Report Blames Top US Officials for Alleged Torture of Detainees

It would appear that those of us who have been arguing that torture in the US system is so widespread that it appears to be officially sanctioned by the government have found ourselves a new ally. Amnesty International have produced a 32,000 page report which makes those very allegations:

"Although the U.S. government continues to assert its condemnation of torture and ill-treatment, these statements contradict what is happening in practice," said Curt Goering, the group's senior deputy executive director in the United States. "The U.S. government is not only failing to take steps to eradicate torture, it is actually creating a climate in which torture and other ill-treatment can flourish."

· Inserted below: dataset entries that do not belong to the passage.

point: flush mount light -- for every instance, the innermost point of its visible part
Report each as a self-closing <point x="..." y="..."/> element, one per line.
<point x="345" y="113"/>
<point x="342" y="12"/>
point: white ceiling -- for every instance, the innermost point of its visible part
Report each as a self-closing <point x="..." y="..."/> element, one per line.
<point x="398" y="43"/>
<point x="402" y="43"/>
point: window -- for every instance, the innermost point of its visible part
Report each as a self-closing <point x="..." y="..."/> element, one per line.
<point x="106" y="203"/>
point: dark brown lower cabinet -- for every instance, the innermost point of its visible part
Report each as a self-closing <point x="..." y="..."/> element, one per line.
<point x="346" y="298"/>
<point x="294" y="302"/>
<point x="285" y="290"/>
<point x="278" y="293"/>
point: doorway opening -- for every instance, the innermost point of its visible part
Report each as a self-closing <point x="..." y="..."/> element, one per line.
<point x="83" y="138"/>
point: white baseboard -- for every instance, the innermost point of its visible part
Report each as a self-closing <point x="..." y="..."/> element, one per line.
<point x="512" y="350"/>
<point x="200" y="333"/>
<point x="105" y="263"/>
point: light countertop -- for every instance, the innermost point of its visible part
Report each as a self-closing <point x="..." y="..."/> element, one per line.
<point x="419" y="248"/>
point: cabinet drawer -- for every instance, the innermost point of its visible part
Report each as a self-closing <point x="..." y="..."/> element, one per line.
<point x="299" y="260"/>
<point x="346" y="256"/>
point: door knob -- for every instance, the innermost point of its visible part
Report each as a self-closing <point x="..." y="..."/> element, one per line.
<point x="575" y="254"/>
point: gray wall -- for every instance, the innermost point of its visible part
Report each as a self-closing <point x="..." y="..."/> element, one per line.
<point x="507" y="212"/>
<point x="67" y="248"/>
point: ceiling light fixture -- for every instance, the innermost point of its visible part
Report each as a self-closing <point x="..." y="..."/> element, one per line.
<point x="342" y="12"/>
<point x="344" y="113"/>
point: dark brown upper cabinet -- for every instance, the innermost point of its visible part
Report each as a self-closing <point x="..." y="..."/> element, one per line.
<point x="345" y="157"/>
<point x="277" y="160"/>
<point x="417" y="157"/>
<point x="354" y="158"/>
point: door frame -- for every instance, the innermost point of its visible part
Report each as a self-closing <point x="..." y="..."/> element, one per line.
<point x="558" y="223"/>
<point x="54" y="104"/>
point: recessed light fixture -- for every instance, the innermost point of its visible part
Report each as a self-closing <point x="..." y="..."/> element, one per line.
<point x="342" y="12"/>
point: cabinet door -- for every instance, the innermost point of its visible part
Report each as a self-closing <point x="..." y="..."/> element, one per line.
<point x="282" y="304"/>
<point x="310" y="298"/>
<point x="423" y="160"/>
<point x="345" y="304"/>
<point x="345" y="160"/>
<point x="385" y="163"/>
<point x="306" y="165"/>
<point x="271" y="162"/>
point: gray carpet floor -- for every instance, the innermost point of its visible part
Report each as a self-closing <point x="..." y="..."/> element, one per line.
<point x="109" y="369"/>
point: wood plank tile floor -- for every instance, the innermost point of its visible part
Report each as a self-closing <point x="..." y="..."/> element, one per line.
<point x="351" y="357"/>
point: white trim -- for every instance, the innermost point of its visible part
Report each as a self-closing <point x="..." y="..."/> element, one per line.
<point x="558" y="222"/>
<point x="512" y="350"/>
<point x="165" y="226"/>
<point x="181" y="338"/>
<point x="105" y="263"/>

The report notes that American military officials have listed 34 deaths of detainees in U.S. custody as "confirmed or suspected criminal homicides." It suggested that the true number may be much higher, saying "there is evidence that delays, cover-ups and deficiencies in investigations have hampered the collection of evidence."


"In several cases," it says, "substantial evidence has emerged that detainees were tortured to death while under interrogation. . . . What is even more disturbing is that standard practices as well as interrogation techniques believed to have fallen within officially sanctioned parameters, appear to have played a role in the ill-treatment."


The Amnesty International report was a foretaste of the hearing in Geneva, scheduled for Friday and Monday.
As I argued here, the US case has never made any sense.

"Why would the US have any need to fly suspected persons in special rendition flights to country's that are known to implement the torture of prisoners, if the US does not condone torture?

Why does Vice President Dick Cheney refuse to outlaw US interrogators engaging in "cruel, inhuman and degrading" treatment of prisoners if he does not intend that they engage in those very acts?

Why would White House counsel Alberto R. Gonzales remove the protection of the Geneva Conventions from prisoners and write a memo stating that "acts inflicting, and specifically intended to inflict, severe pain or suffering, mental or physical, must be of an extreme nature to rise to the level of torture": if not to justify acts that the rest of the sane world would most certainly conclude were acts of torture?

When the US reports to the UN that acts of torture have taken place in US detention centres in Guantanamo Bay, as well as in Afghanistan and Iraq, one has to ask how such an aberration could take place simultaneously in so many US detention centres, in so many different parts of the world, without this being officially sanctioned policy."

The executive rarely demand an inherent power unless this is a power that it is planning on utilising.

It is time to stop pretending that we believe in the "few bad apples" defence that the US has up until now relied upon. It appears apparent that this system of brutal interrogation was conceived and condoned at the very highest levels of the Bush administration.

34 people don't die in your custody unless you are beating them.

It's high time Rumsfeld and Cheney answered for these crimes rather than the underlings that are merely following their orders.